Vikipedi Ansiklopedisinde “Etik” kelimesi “töre bilimi” olarak tanımlanmıştır. Yunanca “karekter” anlamına gelen “ethos” sözcüğünden türemiştir.
İnsanoğlunun dünyada yaşamaya başladığı ilk çağlardan beri etik değerlerini oluşturduğu kabul edilebilir. Hukuk kuralların olmadığı çağlarda insanların kendi etik kurallarıyla hareket ettiklerini düşünüyorum. Tarımda, ticarette, insan ilişkilerinde ve yaşamın her alanında bireyi iyi ve güzel davranışlara yönlendirmek için etik kurallar zaman içinde oluşmuştur.

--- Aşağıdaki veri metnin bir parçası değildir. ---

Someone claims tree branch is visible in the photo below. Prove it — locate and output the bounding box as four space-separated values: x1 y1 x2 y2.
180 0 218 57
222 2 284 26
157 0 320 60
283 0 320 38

“Etik değerler evrensel olsaydı dünya daha yaşanılabilir bir yer olurdu” demek yanlış olur. Toplumlar öncelikle huzur ve mutluluk isterler. Hiçbir toplumda etik değerlerin bireyleri kötüye, yanlışa yönlendirmesi söz konusu olamaz. Bu nedenle, her toplumun etik değerleri bir çok noktada benzer olacaktır. Çünkü toplumlar, bireyin dürüst, iyi, çalışkan vb. ahlaklıdavranışlar sergilemesini isterler. Toplumun oluşturduğu bu kurallara uymayan bireyler dışlanırlar hatta cezalandırılırlar. Bu dışlama ve cezalandırma toplumdan topluma farklılık gösterebilir. Örneğin; bir toplumda saygısızlık olarak görülmeyen bir davranış başka bir toplumda saygısızlık olarak görülebilir. Bizim için evimize gelen misafiri rahat ettirmek ve ağırlamak çok çok önemlidir. Gelen kişiye değer verdiğimizi bu şekilde gösteririz. Misafirimiz ne kadar mutlu ve huzurlu olursa bizde o denli mutlu oluruz. Her toplumun misafire olan davranış biçimi farklılık gösterebilir. Avrupa ülkelerinde yaşayan insanlar evine gelen misafire hizmet etmek gibi bir davranışa girmeyebilir ve bu onun misafirine değer vermediği anlamına gelmez. Ya da bir başka toplumda insanlar misafirine karşı bizden çok daha fazla ilgili olabilirler. Bizden daha ilgili olmaları bizim misafirlerimize değer vermediğimiz anlamına gelmez. Bu örnekte her üç toplumun misafiri ile ilişkisi farklıdır ve hiç biri için biri diğerinden misafirine daha fazla ya da daha az değer verdiği sonucunu çıkartamayız. Hepsinin ortak noktası kendileri için doğru olan davranıştır. Ne ev sahibi ne de gelen misafiri bu durumdan şikayetçi değildir. Toplum huzurunu bozacak her hangi bir durum oluşmamıştır.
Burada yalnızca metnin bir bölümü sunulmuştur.